Workshop Whose Customer’s Car Was Taken for a Joyride Claims It Was Broken In

Image: Vereshchagin Dmitry / Shutterstock.com (Image is for illustration purpose only)

If you’ve downloaded our app, you’d have known about an incident whereby a car owner got the shock of his life when he saw that his car has been driven for 272km when he sent his car for a spray paint job and grooming.

Lest you’ve not read it, here’s a brief summary of what happened:

  • Facebook user Eric Lau sent his car for spray paint and internal grooming, and left the car with the workshop for five day after going overseas
  • The odometer showed that the car has been driven 272 km during his absence
  • The memory card was removed and sound system bass adjusted to the maximum
  • Turned out that these occurred:
    • Car was sent to another workshop for another job (spray paint?) and returned to the original workshop for grooming
    • When the original workshop receive the car, there were cigarette ashes in the car
    • The second workshop owner’s son had allegedly driven the car to various parts of Malaysia and even smoked in it
  • First workshop referred customer to the second workshop for compensation
  • Compensation was not made after two months

Now, this is when it gets confusing: why was the car in two workshops (or worked by two different companies)?

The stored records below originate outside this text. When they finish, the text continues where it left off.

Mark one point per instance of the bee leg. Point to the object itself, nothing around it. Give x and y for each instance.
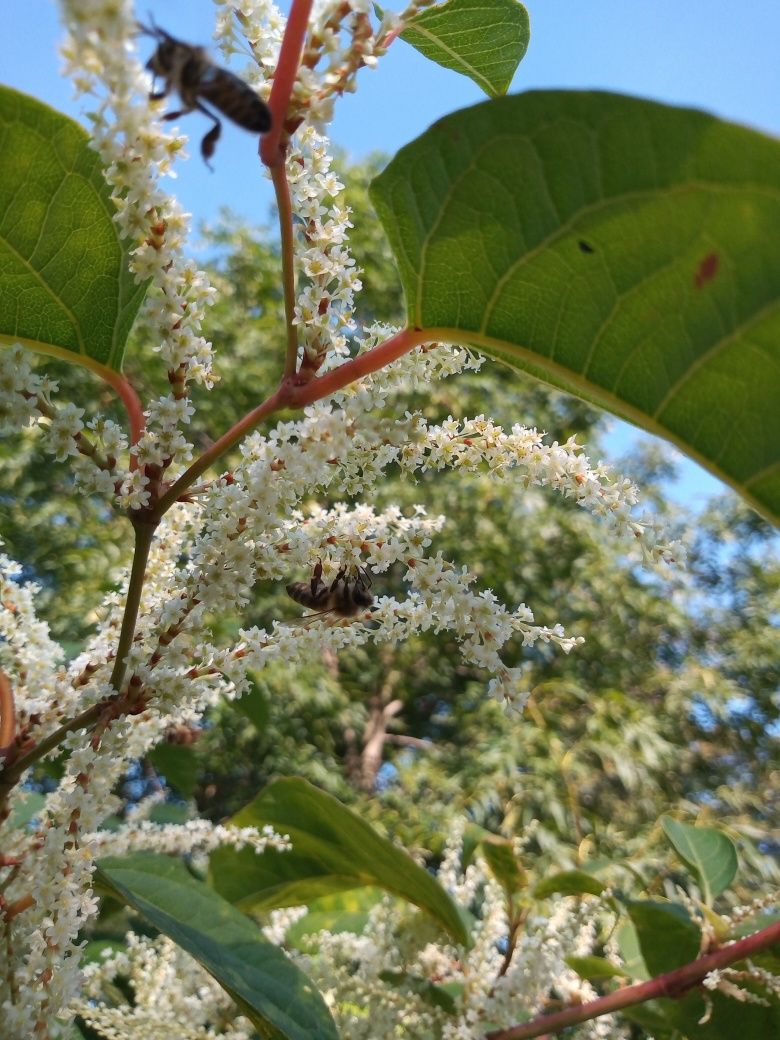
(315, 578)
(209, 141)
(341, 576)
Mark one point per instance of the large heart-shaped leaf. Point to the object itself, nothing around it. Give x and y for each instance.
(333, 851)
(66, 285)
(621, 250)
(707, 852)
(278, 998)
(484, 42)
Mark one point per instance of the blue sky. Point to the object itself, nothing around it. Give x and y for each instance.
(708, 54)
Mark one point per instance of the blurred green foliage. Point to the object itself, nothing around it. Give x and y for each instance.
(667, 706)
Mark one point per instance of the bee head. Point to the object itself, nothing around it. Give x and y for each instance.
(162, 58)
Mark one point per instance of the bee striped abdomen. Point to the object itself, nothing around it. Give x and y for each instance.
(234, 99)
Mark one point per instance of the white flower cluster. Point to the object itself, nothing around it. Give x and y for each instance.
(261, 25)
(172, 996)
(101, 55)
(436, 988)
(328, 278)
(196, 837)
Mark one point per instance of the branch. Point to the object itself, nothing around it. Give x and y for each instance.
(144, 535)
(672, 985)
(284, 79)
(284, 205)
(13, 773)
(7, 718)
(225, 443)
(130, 399)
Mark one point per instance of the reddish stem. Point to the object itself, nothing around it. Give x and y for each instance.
(364, 364)
(130, 399)
(284, 205)
(7, 718)
(672, 985)
(291, 394)
(284, 79)
(270, 405)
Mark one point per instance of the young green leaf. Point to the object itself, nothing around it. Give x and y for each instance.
(277, 997)
(624, 251)
(708, 853)
(67, 288)
(668, 938)
(179, 765)
(569, 883)
(595, 967)
(484, 42)
(333, 850)
(503, 864)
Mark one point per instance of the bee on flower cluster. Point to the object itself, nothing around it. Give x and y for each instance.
(188, 71)
(344, 597)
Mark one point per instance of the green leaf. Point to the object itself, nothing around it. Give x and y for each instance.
(333, 851)
(569, 883)
(277, 997)
(484, 42)
(179, 765)
(67, 288)
(170, 812)
(668, 937)
(503, 864)
(595, 967)
(621, 250)
(707, 852)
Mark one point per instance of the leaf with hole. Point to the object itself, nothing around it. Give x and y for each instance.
(624, 251)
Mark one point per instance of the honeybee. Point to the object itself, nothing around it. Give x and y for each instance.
(188, 71)
(344, 597)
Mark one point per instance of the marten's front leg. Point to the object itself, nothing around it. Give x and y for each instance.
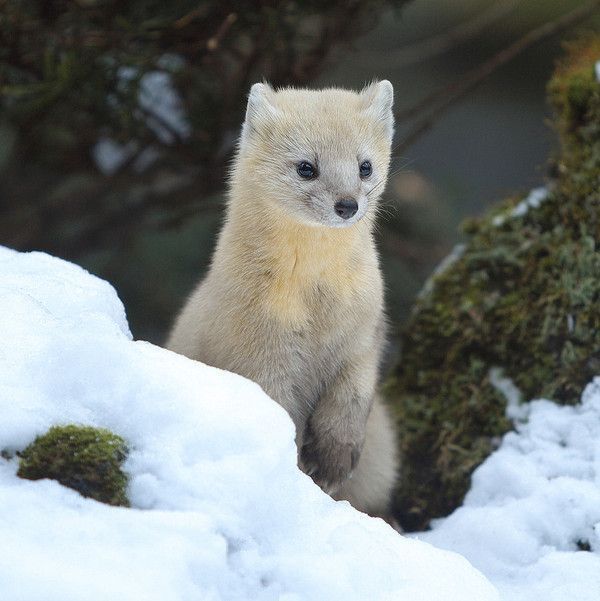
(335, 432)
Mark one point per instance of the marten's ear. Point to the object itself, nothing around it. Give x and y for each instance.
(260, 106)
(379, 99)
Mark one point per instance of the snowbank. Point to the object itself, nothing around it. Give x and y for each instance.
(220, 510)
(533, 504)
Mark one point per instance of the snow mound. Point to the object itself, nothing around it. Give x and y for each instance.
(534, 506)
(220, 510)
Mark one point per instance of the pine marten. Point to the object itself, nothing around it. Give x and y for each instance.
(293, 298)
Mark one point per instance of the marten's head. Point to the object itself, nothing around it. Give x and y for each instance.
(320, 156)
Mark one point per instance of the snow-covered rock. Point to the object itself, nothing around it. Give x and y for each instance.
(219, 508)
(534, 504)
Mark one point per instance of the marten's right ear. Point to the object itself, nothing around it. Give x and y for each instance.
(260, 107)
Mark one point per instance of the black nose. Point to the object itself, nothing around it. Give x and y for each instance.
(346, 208)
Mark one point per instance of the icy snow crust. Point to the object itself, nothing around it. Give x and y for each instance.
(531, 502)
(220, 510)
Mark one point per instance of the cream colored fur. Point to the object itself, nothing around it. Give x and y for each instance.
(294, 296)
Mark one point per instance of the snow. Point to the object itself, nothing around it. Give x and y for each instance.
(515, 409)
(219, 508)
(531, 502)
(532, 201)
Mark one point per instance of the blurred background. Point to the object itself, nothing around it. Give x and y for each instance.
(118, 120)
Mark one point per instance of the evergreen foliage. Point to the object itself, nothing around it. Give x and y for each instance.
(85, 459)
(522, 296)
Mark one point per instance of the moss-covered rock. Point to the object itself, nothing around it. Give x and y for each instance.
(83, 458)
(523, 296)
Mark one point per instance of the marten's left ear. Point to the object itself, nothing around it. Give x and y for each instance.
(260, 107)
(379, 99)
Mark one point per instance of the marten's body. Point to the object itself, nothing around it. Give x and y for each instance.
(294, 296)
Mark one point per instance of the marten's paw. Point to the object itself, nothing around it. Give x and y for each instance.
(328, 460)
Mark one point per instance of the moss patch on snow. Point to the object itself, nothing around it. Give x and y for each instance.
(85, 459)
(523, 296)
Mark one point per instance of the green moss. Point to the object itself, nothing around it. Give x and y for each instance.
(83, 458)
(523, 296)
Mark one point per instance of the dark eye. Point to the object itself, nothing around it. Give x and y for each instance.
(365, 169)
(306, 170)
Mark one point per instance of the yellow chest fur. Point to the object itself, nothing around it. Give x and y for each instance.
(307, 263)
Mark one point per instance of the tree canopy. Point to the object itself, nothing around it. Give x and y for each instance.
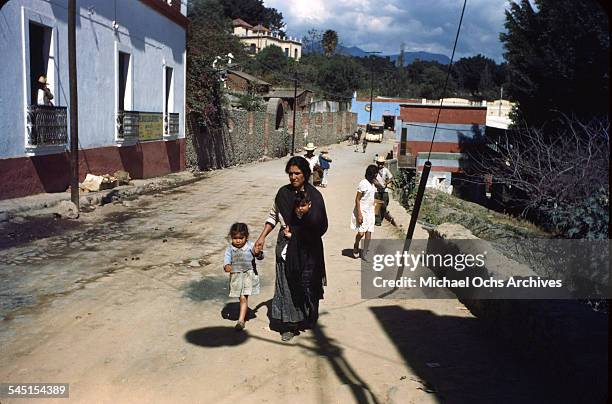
(558, 59)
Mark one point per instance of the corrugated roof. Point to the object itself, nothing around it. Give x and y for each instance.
(260, 27)
(248, 77)
(239, 22)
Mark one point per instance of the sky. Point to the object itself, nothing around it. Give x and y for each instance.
(383, 25)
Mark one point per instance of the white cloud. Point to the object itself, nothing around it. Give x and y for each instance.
(424, 25)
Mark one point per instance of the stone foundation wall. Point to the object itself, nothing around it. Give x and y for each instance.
(250, 136)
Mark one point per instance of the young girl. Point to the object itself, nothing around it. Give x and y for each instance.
(363, 213)
(239, 261)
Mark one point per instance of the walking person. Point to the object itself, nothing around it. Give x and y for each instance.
(313, 161)
(239, 262)
(382, 181)
(362, 220)
(325, 164)
(356, 138)
(300, 272)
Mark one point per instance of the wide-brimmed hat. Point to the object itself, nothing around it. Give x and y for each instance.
(310, 147)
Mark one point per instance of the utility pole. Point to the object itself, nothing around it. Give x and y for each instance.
(74, 105)
(371, 81)
(294, 109)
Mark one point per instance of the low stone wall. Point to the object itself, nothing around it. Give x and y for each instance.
(250, 136)
(567, 336)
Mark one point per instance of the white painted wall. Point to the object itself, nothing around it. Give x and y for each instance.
(152, 39)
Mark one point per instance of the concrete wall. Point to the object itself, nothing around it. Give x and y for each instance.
(251, 136)
(150, 37)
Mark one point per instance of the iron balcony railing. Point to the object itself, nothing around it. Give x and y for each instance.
(127, 125)
(171, 124)
(47, 125)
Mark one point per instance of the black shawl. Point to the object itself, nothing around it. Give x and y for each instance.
(305, 264)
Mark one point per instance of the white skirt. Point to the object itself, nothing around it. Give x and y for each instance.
(368, 219)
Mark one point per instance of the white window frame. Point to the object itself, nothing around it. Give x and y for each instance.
(129, 89)
(27, 16)
(170, 108)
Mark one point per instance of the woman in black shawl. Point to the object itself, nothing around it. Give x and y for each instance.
(300, 268)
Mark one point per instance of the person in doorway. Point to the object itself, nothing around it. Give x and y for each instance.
(382, 181)
(300, 272)
(325, 164)
(239, 261)
(313, 162)
(44, 95)
(362, 220)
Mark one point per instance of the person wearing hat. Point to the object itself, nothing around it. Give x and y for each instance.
(313, 160)
(44, 95)
(382, 181)
(324, 163)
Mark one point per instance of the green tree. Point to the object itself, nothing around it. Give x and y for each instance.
(329, 42)
(558, 59)
(208, 36)
(338, 77)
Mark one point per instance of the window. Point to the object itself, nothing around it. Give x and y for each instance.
(41, 59)
(125, 82)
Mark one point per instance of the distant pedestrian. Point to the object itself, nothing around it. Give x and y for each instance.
(239, 261)
(363, 213)
(356, 138)
(313, 162)
(325, 164)
(44, 95)
(382, 181)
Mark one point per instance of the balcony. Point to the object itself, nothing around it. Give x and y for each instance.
(138, 126)
(128, 124)
(46, 126)
(171, 125)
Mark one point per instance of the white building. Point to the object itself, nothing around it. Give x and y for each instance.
(259, 37)
(131, 91)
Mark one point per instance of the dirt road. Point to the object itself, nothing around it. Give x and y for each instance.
(130, 305)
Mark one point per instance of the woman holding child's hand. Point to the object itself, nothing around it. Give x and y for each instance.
(300, 265)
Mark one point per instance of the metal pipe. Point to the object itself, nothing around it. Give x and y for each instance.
(74, 113)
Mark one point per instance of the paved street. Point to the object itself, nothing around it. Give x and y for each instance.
(130, 305)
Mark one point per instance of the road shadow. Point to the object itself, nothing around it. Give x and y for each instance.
(348, 252)
(213, 337)
(460, 360)
(231, 311)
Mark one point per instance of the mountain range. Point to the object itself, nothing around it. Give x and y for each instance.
(409, 57)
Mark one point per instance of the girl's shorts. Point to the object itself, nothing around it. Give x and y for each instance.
(244, 284)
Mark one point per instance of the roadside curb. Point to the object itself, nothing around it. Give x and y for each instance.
(42, 203)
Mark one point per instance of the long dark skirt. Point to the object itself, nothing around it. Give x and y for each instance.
(285, 310)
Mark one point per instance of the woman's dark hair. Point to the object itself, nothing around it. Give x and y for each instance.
(301, 163)
(301, 199)
(239, 228)
(371, 172)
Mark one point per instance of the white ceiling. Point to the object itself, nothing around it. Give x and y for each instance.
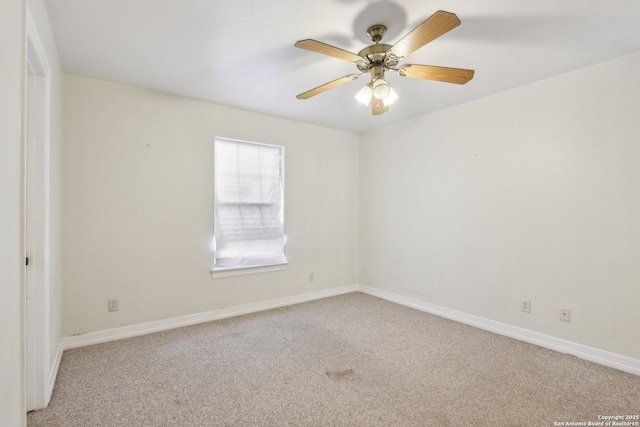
(240, 53)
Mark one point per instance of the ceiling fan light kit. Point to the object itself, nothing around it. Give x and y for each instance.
(379, 58)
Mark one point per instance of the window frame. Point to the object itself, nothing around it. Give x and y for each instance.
(251, 269)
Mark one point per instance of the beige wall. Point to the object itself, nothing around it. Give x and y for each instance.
(138, 205)
(530, 194)
(12, 403)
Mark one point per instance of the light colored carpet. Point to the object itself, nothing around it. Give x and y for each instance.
(352, 360)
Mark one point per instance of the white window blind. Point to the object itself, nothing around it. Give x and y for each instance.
(248, 204)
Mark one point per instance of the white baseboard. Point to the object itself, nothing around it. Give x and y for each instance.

Simple: usually, one workshop won’t do everything. For example, if you had a dent in your car, you might send it to Workshop A.

Workshop A would fix the dent and then send it to Workshop B. Workshop B would touch up on the painting and return it to Workshop A. For you as a customer, you just correspond with and pay Workshop A.

Sometimes, workshops won’t tell you that they’ve sent the car to another workshop, simply because they’re acting as an “agent” to Workshop B. And usually, these workshops are very near to each other.

This is quite common—in fact, if you do your homework, you might also realize that workshop buy their spare parts from a nearby shop: you’ll save more money if you buy it yourself and send it to the workshop. But workshop owners need to make money too, so it’s not just the repair you’re paying for: it’s the convenience.

But anyways.

Original Post Has Been Removed; Facebook User Allegedly Finally Being Compensated

The original post, which has quite a bit of shares, has since been removed.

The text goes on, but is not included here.